Accepting our sexuality means in many cases accepting ourselves. You can’t love a person “no-matter-what-her-sexuality-is”. It matters a lot that you respect and accept that sexuality, no matter what your religious and cultural background is! No matter if there is love between two human beings, one hundred or just within a single individual. No matter if it is promiscuous, shy, dolt, original, awkward. No matter if it is sexuality or a-sexuality.

I think everyone would benefit from appraising the value of a life that is sexually fulfilling, independently of one’s relationships with other people. I am not just saying that masturbating is “alright”. I am indeed saying that masturbation should be cultivated! Masturbating without regrets makes you know your body and it is extremely helpful to get to enjoy sex together. I am strongly convinced that masturbating enhances also one’s creativity. For example, I will never see Nivea roll-on deodorants in the same light again…

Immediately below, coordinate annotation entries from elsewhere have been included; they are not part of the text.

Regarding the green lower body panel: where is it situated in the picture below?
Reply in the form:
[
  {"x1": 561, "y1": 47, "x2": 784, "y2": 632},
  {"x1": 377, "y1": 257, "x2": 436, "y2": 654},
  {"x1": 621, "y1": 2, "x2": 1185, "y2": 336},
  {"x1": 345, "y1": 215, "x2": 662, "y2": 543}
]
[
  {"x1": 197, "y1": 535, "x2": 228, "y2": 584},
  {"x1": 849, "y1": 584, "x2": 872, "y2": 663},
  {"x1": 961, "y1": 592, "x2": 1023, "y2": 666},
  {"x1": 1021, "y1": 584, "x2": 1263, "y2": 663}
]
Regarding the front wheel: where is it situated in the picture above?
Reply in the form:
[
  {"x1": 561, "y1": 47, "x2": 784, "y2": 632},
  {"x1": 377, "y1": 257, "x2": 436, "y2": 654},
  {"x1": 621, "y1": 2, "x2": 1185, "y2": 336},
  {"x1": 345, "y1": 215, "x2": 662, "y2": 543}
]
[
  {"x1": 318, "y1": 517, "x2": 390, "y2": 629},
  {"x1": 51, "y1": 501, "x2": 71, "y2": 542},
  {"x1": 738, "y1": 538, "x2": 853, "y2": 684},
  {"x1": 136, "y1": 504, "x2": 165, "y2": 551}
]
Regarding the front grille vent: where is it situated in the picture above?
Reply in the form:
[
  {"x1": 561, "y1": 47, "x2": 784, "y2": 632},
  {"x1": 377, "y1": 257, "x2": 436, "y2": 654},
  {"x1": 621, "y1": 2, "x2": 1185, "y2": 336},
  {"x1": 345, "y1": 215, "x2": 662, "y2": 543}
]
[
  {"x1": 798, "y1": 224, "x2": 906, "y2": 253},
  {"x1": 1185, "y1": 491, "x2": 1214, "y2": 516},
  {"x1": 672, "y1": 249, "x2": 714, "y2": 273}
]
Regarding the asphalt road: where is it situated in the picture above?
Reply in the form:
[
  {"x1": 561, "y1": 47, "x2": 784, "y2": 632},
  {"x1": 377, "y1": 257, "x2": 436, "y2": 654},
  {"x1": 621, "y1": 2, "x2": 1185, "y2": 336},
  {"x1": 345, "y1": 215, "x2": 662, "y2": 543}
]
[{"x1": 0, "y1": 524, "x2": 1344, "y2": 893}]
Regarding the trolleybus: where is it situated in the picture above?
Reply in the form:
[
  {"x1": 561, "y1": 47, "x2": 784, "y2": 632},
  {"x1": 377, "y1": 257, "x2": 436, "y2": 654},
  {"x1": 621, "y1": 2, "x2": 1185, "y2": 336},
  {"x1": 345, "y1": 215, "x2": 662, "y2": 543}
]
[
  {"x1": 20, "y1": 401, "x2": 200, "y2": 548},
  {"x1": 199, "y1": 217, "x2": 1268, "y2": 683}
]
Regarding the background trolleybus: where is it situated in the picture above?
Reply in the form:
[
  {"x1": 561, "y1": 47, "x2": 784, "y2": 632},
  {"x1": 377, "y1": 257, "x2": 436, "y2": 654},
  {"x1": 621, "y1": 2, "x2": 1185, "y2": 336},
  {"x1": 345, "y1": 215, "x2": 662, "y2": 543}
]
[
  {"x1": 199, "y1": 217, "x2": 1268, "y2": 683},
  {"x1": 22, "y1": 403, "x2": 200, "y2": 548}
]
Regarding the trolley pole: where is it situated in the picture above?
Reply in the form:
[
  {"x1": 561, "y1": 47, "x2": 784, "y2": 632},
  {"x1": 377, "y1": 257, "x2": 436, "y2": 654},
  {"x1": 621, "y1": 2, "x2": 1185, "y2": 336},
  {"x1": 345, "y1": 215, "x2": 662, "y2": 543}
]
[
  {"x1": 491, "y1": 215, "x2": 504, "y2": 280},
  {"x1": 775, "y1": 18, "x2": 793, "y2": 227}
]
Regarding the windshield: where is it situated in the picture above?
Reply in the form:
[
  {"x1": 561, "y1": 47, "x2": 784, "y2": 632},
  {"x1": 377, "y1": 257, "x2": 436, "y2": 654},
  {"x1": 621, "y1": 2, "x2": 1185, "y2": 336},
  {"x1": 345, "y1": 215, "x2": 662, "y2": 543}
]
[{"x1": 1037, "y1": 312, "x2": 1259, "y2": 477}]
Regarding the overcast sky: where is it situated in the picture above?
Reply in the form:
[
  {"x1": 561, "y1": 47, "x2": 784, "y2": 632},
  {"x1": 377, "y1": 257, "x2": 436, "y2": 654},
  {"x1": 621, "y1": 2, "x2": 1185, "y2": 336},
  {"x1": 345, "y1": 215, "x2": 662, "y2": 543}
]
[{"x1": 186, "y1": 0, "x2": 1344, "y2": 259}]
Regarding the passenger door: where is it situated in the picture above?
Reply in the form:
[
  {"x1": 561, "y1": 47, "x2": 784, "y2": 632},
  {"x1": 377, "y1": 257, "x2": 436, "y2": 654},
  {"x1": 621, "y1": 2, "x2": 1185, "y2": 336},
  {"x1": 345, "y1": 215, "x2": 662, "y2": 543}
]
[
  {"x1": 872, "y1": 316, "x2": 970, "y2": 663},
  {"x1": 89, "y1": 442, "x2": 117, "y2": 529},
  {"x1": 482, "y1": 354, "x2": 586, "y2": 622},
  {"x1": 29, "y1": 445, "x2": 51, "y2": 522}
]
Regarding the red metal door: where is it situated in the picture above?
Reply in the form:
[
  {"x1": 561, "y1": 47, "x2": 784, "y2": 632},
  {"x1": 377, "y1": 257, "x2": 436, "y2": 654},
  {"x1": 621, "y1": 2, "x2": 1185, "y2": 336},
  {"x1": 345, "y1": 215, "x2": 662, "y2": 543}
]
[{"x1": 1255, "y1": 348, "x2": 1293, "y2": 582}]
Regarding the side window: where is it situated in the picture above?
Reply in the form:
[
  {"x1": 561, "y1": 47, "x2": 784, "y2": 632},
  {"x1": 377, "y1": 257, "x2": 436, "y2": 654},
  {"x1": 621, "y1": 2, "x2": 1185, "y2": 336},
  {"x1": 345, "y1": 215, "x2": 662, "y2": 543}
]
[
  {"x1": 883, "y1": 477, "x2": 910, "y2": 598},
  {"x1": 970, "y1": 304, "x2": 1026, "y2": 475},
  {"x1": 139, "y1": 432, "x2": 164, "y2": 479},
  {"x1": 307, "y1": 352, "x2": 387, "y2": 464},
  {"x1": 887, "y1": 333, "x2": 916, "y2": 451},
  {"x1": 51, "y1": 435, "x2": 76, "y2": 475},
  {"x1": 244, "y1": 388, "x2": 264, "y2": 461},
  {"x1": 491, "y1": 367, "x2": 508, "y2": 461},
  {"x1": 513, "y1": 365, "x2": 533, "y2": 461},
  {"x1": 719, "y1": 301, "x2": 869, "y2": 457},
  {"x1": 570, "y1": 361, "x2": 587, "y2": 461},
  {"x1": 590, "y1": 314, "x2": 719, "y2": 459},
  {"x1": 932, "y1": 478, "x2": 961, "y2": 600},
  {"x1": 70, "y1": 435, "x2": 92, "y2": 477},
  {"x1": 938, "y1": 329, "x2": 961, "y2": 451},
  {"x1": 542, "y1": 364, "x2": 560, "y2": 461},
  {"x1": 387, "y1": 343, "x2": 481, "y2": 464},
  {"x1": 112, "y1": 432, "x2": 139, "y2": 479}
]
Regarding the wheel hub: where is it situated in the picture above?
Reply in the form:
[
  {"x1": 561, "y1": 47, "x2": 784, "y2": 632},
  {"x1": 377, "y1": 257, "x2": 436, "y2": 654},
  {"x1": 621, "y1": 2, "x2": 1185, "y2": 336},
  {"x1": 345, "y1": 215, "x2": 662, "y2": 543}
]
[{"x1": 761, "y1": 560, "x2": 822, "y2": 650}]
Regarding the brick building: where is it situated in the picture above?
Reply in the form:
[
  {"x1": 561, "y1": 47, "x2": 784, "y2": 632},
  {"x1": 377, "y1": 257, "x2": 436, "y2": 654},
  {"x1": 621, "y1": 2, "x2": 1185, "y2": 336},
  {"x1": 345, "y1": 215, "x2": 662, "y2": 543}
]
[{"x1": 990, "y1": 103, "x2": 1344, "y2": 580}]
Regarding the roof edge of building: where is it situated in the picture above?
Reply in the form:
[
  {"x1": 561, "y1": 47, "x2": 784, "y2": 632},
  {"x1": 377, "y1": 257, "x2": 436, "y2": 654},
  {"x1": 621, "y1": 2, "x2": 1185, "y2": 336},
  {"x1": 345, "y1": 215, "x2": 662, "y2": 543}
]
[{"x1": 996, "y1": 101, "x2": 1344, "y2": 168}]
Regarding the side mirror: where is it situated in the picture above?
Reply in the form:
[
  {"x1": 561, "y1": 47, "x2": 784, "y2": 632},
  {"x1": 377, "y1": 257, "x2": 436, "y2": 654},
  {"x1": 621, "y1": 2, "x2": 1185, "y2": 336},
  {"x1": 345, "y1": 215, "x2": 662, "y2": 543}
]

Sex toys are the best to explore one’s sexuality. Not only for “solo-players” but also for couples, triplets and full-blown orgies! It must be however acknowledged that, contrarily to people, sex toys don’t complain, don’t stink, don’t judge and, on top of all, never disappoint.

I am joking – well… except for the last line, perhaps. At any rate, what I find important in this whole talk, is that we should strive for the self-confidence necessary to make us respect our individual sexualities, no matter if we have sexual partners or not.

Intersubjective relationships are still of extreme importance and sex makes some of them just funnier and more savory. But, as one very inspirational person is used to remind us, “if you can’t love yourself, how in the hell you gonna love somebody else?”.